Por: Guido Sánchez Santur
Dos acontecimientos tocaron mi puerta esta semana. Mi vecino Yover, acaba
de mudarse de su humilde choza que habitaba junto a su menor hijo en ese
reducido espacio que hacía de sala, cocina y dormitorio, y que compartía con sus
aves de corral. Tras desarmar sus bártulos, llenó algunos sacos con sus
pertenencias y, antes de partir arrojó a la basura otros tantos sacos con cosas
que ya no le sirven.
Esta misma semana, murió Manuel, frisando los 85 años, quien fue
acompañado hasta su última morada a los acordes de una banda típica de músicos,
atendiendo su pedido. Al día siguiente, como es costumbre, sus familiares
llevaron, en una camioneta, la ropa y enseres personales para lavar en el río. Una
vez limpia, una parte la guardaron y otra la quemaron.
Ambas escenas me dejaron varias interrogantes: ¿Cómo alguien que a las
justas tiene para comer se da el lujo de guardar enseres tanto tiempo y luego
botarlos? ¿Con qué criterio guardamos bienes tanto tiempo? ¿Somos capaces de
seleccionar lo que realmente usamos o necesitamos? ¿Qué nos motiva a guardar,
conservar, poseer o apegarnos tanto a algo que quizá nunca usaremos o que
simplemente ya no nos sirve?
Esto nos pasa a casi todos. Guardamos papeles, ropa, muebles, libros,
etc. con la esperanza de que alguna vez los usaremos o a sabiendas que ya no
nos sirven, pero los tenemos en algún rincón porque no queremos deshacernos.
Lo mismo nos pasa con los recuerdos que abrigamos durante años,
inclusive desde la niñez o adolescencia; lo curioso es que muchos son dolorosos
y nos colocan en el lugar del sufrimiento, el rencor, la venganza, el egoísmo.
Nos quedamos anclados en esas emociones, convertidas en estados de
ánimo, convencidos de que con tal actitud expresamos nuestro malestar a quienes
nos produjeron ese dolor y les hacemos saber, o solo lo llevamos dentro, como
una carga sin que nadie lo sepa.

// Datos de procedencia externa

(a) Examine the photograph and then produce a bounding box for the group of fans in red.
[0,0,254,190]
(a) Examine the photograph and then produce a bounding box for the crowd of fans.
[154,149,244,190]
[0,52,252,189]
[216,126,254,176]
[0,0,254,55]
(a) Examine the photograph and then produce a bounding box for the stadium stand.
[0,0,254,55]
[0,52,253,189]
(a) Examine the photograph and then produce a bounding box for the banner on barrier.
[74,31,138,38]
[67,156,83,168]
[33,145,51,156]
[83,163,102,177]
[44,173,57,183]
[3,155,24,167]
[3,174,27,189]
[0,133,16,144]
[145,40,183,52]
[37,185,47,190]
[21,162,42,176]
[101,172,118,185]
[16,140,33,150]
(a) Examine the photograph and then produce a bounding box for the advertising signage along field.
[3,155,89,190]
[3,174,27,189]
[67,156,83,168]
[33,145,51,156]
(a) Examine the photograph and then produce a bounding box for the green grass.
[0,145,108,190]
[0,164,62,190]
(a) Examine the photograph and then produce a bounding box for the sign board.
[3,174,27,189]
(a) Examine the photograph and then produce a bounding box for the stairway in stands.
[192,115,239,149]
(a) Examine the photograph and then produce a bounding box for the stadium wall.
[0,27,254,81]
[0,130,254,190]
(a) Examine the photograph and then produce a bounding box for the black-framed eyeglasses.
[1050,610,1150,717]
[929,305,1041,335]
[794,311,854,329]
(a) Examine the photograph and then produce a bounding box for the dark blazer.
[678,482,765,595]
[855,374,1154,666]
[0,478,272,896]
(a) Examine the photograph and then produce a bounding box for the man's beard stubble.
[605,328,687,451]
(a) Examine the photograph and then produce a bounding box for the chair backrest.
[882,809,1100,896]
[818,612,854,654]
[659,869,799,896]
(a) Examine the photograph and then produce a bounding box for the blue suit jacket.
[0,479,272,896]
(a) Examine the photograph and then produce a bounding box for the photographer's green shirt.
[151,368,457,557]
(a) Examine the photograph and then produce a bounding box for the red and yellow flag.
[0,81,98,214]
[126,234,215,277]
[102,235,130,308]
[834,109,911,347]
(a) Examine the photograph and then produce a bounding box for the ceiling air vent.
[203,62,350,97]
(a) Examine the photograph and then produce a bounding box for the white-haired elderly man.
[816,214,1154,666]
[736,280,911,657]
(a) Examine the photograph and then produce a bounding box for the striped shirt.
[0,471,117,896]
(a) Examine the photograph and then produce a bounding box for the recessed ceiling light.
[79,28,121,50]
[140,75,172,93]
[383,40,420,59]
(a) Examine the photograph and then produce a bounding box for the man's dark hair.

Solo nosotros lo lloramos a solas, como una
carga pesada.
Como las cosas y objetos que guardamos, estos recuerdos se convierten en
pensamientos que nos cierran posibilidades u oportunidades, nos atan, nos
encierran en nuestro mundo dominado por los apegos, el dolor y el miedo.
En consecuencia, es prioritario que a diario nos vayamos deshaciendo de
aquello que ocupa un espacio y no nos sirve, empezar a soltar, dejar ir, desapegarnos
para abrirnos paso a nuevos caminos, nuevas historias edificantes.
Protagonista del destino
Nuestras vidas son como las crónicas en las que el principal
protagonista es el tiempo en el que vivimos al que intentamos atrapar y siempre
fracasamos en el intento. Curiosamente esos fracasos son los que le dan sentido
a la vida porque de ellos aprendimos, sacamos lecciones,
El
periodista Martín Caparrós dice que el fracaso es una garantía: permite intentarlo una y otra vez -y fracasar e intentarlo de
nuevo, y otra vez. “Mirar es la búsqueda, la actitud consciente y voluntaria de
tratar de aprehender lo que hay alrededor -y de aprender. Para el cronista
mirar con toda la fuerza posible es decisivo. Es decisivo adoptar la actitud
del cazador”.
Ese mirar no es más que la conciencia del presente, del ahora que nos
permite reconocer lo que somos: nuestras habilidades, capacidades y ese poder
de construir, evocar, reflexionar y proponer, permitiéndonos la duda y la
incertidumbre desde la primera persona (Yo); es decir, convertirse en el
protagonista de tu destino con plena responsabilidad.